Mysql data acquired using the Pandas
Mysql operating in python, though convenient, but frequently get data from the server, the efficiency is very low. Try a bit today to extract data from Mysql database with pandas, really convenient, but also acquire data once after using pandas rich variety of analysis functions is also handy.
- First, establish a database connection, the establishment of a common conn as a Connection object
import pymysql
import pandas as pd
class cardb():
conn = None
def connect_db(self):
db_host = "XXXX"
user = "XXXX"
pw = "XXXX"
try:
# 创建连接数据库
self.conn = pymysql.connect(db_host, user, pw, "yiche_car_info", use_unicode=True, charset='utf8mb4')
return self.conn
except Exception as e:
print("数据库连接异常!错误%s", e)
return None
- pandas connection is established using the acquired data
try:
self.conn.ping(reconnect=True)
except Exception as e:
print("%s" % e)
return None
sql=“select * from viewcarinfo”
df = pd.read_sql_query(sql % (str_info, str_viewname), con=self.conn)
print(df)
The data obtained, a dataframe format. Line by line index is called index, a column is a column like form.
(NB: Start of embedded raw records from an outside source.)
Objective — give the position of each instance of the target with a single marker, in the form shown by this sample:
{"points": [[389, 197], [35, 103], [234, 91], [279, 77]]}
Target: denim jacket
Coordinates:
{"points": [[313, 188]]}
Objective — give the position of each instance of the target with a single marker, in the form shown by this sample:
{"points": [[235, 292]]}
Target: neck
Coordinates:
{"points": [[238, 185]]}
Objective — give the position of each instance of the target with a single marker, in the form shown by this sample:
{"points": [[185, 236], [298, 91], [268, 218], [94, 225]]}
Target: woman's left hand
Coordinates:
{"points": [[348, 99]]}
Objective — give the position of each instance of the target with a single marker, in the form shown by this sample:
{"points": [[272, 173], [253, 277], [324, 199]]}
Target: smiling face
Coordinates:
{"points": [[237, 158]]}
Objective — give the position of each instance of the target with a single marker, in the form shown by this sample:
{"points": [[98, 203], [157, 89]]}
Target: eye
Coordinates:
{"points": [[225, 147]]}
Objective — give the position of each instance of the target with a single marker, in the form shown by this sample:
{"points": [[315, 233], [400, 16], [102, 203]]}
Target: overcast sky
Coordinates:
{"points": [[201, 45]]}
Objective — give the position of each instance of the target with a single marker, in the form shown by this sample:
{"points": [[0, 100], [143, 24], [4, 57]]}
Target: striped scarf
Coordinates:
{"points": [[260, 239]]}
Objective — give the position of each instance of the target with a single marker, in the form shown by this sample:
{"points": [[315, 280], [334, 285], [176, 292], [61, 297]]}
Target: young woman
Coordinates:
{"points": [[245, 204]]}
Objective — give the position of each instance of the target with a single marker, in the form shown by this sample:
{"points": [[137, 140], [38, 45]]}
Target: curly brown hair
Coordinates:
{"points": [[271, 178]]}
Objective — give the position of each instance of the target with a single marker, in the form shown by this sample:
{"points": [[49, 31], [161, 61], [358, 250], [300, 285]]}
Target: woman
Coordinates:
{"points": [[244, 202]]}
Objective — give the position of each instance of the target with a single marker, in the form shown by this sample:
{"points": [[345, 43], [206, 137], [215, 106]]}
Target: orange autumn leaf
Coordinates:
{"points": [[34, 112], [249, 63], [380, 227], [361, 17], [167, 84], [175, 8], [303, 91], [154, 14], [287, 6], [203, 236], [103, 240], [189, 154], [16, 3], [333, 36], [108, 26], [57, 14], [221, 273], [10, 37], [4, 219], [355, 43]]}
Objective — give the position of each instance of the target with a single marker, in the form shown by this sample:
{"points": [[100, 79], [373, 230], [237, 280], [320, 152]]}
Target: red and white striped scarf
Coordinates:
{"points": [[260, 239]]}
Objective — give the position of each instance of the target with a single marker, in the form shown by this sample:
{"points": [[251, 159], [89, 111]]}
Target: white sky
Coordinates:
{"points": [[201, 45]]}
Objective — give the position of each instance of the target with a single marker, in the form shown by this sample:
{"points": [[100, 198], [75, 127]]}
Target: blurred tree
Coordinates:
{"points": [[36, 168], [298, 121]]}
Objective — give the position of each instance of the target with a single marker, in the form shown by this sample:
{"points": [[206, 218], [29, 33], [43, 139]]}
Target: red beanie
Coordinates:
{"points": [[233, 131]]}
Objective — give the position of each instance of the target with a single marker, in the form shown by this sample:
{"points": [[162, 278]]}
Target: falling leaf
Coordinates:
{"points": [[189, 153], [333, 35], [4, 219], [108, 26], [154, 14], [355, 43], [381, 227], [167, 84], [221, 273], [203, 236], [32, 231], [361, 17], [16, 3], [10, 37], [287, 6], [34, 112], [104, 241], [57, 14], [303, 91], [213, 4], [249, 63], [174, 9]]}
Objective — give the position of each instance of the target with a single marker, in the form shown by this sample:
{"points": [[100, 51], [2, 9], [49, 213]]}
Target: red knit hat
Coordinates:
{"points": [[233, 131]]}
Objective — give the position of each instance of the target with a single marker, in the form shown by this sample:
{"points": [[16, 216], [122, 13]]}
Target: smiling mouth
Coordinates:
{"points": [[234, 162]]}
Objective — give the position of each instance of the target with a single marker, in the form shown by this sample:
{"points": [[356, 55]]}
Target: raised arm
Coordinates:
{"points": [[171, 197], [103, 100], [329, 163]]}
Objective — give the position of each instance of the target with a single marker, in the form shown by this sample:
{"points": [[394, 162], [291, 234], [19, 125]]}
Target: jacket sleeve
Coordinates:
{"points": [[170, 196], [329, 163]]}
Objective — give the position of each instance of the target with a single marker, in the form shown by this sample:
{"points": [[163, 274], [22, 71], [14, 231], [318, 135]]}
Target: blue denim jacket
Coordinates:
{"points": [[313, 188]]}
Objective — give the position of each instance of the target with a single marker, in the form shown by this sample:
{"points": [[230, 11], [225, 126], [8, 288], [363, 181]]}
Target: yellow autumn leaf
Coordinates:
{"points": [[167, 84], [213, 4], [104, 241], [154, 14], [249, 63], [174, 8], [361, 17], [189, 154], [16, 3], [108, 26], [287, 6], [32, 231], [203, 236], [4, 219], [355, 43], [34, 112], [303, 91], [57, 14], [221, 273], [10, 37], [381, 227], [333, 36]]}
pz_id cartype_id pz_name ... 车型级别 车身型式 前大灯
0 m139120 m4758 2020款1.2L手动超值版 ... 小型车 两厢 卤素
1 m111122 m2790 2014款1.3L标准版 ... 小型车 三厢 卤素
2 m133807 m3067 2019款1.5L手动进取版 ... 小型车 三厢 LED
3 m133409 m4758 2019款1.2LAMT舒适版 ... 小型车 两厢 卤素
4 m139423 m3167 2020款1.4L手动焕新版 ... 小型车 三厢 卤素
.. ... ... ... ... ... ... ...
343 m129677 m4586 2018款5.3L手自一体白宫一号4座 ... 全尺寸SUV SUV LED
344 m136613 m3859 2020款6.0TW12标准版 ... 豪华车 三厢 LED
345 m131852 m4373 2019款S680双调典藏版 ... 豪华车 三厢 矩阵LED
346 m132800 m2078 2019款GT6.0TW12敞篷版 ... 豪华车 敞篷车 矩阵LED
347 m125538 m3044 2017款6.8T手自一体长轴距版 ... 豪华车 三厢 氙气
- First establish that you need to save the dictionary in python json
json_res = {}
json_res["item_name"] = []
json_res["item_option"] = {}
json_res["item_value"] = []
json_res["car_prosys_name"] = car_prosys_name
json_res["car_prosys_value"] = []
json_res["car_prosys_series_value"] = []
json_res["car_pricezone_name"] = car_pricezone_name
json_res["car_pricezone_value"] = []
json_res["car_pricezone_series_value"] = []
- Analysis of data with pandas
usage data query: df.loc is positioned rows of data, coupled with data filtering conditions can be achieved.
A. filtration or equal to the data size filter
item="卤素"
item1 = df.loc[df["前大灯"] == item]
== equal to, greater than less than <,> you can filter out the data rows that satisfy all of equal size condition or value.
n1 = item1 [str_feild] .count ( )
statistics of the number of lines of "halogen" == All headlights.
B. Fuzzy text search filters
and fuzzy search text can utilize this function .str.contains
as
item="卤素"
item2 = df.loc[df["前大灯"].str.contains(item)]
All can count all the rows with halogen.
n2 = item2[str_feild].count()
C. Joint criteria to
the statistics of the number of lines all headlamps with "halo" of.
You can also find a joint two or more conditions, such as "&" is and effect, and "|" is or effect.
item3 = df.loc[(df[str_feild] == item) & (df[prosys_name] == ps_name)]
n3 = item2[str_feild].count()
Statistical satisfying df [str_feild] == item and df [prosys_name] == ps_name) data columns.
- Dictionary is derived json format, can be used for flask, Django data source.
save_path = sys.path[0] + json_path + str_feild_id + ".json"
with open(save_path, 'w') as wr:
json.dump(json_res, wr)
- Analysis of data with pandas
pandas start, there are many uses, can be said to be an upgraded version of numpy, for more numpy arrays and matrices, and pandas for more
advanced data processing and similar excel sql can also directly interface with the database , and there are multiple access and export formats (a common
such csv, excel, json), can be said that a large data processing tool.